In de onderbouw, klas 1, 2 en 3, ligt het accent op het leren van de basisvormen van bewegen en het verbreden en verdiepen van de bewegingsmogelijkheden van de leerling. In de bovenbouw wordt het onderzoek en ontdekken van de eigen bewegingsvoorkeuren en het vinden van een eigen weg in het ruime aanbod op sportgebied centraal. Er is een breed sportoriëntatieprogramma, om de leerlingen kennis te laten maken met zo veel mogelijk verschillende sporten.
In de lessen LO werken we met rubrics. Deze helpen de leerling om gericht en kritisch naar het eigen bewegen te kijken en passende individuele doelen te stellen. Ook wordt er soms een beoordeling gegeven. Belangrijk bij de beoordeling is dat de leerling werkt aan progressie op het eigen niveau. De beoordeling geschiedt middels het geven van een O (niet voldoende), V (voldoende) of G (goed). De participatie wordt elke periode beoordeeld met O/V/G aan de hand van een rubric.
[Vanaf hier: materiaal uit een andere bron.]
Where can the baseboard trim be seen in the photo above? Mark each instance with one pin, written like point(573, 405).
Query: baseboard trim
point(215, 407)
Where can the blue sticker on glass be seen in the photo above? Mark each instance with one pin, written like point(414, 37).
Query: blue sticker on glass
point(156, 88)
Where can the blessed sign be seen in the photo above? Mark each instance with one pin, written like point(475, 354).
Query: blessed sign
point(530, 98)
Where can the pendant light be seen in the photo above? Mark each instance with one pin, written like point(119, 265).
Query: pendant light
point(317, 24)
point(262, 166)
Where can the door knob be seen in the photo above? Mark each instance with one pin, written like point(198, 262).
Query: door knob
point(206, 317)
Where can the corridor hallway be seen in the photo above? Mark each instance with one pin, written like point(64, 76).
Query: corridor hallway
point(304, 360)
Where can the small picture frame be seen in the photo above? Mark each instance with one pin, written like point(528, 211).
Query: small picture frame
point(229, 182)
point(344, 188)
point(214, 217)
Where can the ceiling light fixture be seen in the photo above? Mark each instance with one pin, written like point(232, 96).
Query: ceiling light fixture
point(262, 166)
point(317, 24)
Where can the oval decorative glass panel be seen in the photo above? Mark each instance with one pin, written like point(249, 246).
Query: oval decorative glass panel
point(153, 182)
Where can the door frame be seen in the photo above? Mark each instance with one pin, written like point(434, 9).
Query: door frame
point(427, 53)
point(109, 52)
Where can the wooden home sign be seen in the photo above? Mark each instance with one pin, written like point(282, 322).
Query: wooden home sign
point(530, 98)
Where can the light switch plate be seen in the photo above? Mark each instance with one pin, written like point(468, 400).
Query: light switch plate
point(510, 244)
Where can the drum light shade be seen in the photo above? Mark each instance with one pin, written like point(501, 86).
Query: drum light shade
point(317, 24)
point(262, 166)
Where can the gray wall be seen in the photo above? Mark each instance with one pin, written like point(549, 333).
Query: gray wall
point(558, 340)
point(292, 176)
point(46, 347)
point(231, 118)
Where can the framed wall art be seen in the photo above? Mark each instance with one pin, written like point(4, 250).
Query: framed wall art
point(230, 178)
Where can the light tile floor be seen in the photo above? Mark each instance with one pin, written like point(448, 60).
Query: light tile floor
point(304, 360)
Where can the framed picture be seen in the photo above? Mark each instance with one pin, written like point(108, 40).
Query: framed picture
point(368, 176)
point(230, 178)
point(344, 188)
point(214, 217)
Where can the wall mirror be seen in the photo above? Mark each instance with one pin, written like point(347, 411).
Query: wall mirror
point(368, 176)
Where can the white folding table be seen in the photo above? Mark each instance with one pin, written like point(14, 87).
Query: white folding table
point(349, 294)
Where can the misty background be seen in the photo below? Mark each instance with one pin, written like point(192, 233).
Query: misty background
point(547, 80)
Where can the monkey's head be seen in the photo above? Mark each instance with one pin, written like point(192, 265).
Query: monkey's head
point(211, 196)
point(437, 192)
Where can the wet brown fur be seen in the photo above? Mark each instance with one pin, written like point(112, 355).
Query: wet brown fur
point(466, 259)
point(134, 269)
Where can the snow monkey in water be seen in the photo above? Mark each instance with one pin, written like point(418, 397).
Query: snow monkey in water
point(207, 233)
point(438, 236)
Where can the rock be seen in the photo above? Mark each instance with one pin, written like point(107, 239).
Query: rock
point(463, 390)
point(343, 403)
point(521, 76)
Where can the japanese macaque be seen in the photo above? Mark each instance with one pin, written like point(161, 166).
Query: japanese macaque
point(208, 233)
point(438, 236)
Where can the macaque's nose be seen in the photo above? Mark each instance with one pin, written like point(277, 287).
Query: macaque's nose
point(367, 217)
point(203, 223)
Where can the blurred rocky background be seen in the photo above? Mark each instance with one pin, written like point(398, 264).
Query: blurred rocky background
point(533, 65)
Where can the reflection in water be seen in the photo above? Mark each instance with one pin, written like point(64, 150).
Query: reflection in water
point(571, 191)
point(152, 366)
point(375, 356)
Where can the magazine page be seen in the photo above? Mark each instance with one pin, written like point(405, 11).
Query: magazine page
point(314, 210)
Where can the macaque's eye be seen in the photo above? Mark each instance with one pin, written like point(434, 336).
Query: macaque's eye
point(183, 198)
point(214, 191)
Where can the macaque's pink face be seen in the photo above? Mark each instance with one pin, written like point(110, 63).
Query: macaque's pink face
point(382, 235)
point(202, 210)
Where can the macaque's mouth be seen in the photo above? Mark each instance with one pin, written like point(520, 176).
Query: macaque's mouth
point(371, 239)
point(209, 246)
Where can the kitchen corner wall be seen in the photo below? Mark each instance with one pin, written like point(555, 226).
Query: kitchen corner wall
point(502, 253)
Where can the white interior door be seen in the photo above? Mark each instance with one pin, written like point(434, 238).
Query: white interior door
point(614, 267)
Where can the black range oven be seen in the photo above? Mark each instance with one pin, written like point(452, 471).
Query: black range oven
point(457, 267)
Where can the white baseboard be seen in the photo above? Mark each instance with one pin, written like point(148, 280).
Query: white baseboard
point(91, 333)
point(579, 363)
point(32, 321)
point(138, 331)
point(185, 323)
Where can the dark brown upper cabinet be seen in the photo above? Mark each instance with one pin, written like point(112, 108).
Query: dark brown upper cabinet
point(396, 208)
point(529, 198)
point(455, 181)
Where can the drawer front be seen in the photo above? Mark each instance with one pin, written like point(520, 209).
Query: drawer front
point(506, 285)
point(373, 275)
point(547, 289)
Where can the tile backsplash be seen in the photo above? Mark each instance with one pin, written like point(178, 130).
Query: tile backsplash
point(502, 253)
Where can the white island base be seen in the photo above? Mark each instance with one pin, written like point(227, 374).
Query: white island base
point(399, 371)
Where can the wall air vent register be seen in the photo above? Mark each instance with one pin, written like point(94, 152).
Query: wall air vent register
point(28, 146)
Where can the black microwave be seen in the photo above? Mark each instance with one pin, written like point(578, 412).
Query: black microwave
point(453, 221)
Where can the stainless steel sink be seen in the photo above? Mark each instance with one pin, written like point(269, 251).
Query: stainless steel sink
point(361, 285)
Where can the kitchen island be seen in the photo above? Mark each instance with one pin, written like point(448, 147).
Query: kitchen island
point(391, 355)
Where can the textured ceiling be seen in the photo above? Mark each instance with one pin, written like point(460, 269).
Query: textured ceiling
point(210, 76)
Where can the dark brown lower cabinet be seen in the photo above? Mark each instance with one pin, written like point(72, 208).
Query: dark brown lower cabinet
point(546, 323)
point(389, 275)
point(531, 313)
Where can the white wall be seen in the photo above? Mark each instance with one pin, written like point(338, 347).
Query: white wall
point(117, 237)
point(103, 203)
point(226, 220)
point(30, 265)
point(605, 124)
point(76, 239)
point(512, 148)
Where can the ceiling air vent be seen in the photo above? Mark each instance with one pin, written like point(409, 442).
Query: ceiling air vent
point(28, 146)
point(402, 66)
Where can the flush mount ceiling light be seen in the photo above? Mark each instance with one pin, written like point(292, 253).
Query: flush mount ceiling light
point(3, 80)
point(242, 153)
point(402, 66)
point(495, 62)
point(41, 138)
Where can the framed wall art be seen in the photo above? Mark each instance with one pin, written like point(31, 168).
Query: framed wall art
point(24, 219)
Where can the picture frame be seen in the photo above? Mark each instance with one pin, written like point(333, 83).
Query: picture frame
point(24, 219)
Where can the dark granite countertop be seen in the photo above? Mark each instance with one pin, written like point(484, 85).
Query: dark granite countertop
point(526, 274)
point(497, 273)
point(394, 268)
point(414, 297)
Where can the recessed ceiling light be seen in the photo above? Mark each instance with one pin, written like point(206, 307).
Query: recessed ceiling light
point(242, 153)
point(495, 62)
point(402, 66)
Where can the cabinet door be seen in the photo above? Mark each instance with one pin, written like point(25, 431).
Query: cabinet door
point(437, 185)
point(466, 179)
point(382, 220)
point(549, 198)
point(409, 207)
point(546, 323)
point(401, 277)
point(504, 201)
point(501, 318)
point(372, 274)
Voor de excelente leerling is er de mogelijkheid om te streven naar het behalen van een leerjaar-record of zelfs een schoolrecord op bepaalde onderdelen.
De aantallen uren lichamelijke opvoeding verschillen per leerjaar en schoolniveau. In het voortgezet onderwijs (vo) is het vak lichamelijke opvoeding verplicht. De minimumtabel is in 2005 vervallen, maar het vak heeft een beschermde status. Dit betekent dat scholen het aantal uren lichamelijke opvoeding moeten geven dat voor 1 augustus 2005 op het rooster stond.
Volgens de Onderwijsinspectie moet een leerling in het vmbo 2,5 uur per week lichamelijke opvoeding krijgen. Op de havo is dit 2,2 uur en op het vwo is dit 2 uur. Om dit mooi in het lesrooster te krijgen, wordt er iets met deze aantallen gespeeld. Zo kan een leerling in het vmbo in het ene jaar meer uren lichamelijke opvoeding hebben dan in het andere. Op deze manier blijft het gemiddelde behouden.
De nieuwe urennormen, die in 2026 van kracht zullen worden, zijn als volgt:
- vmbo: minimaal 333 klokuren
- havo: minimaal 360 klokuren
- vwo: minimaal 400 klokuren
Deze normen vervangen de vorige richtlijn die terugging tot de situatie van 1 augustus 2005, en geven scholen nu de nodige duidelijkheid waaraan te voldoen.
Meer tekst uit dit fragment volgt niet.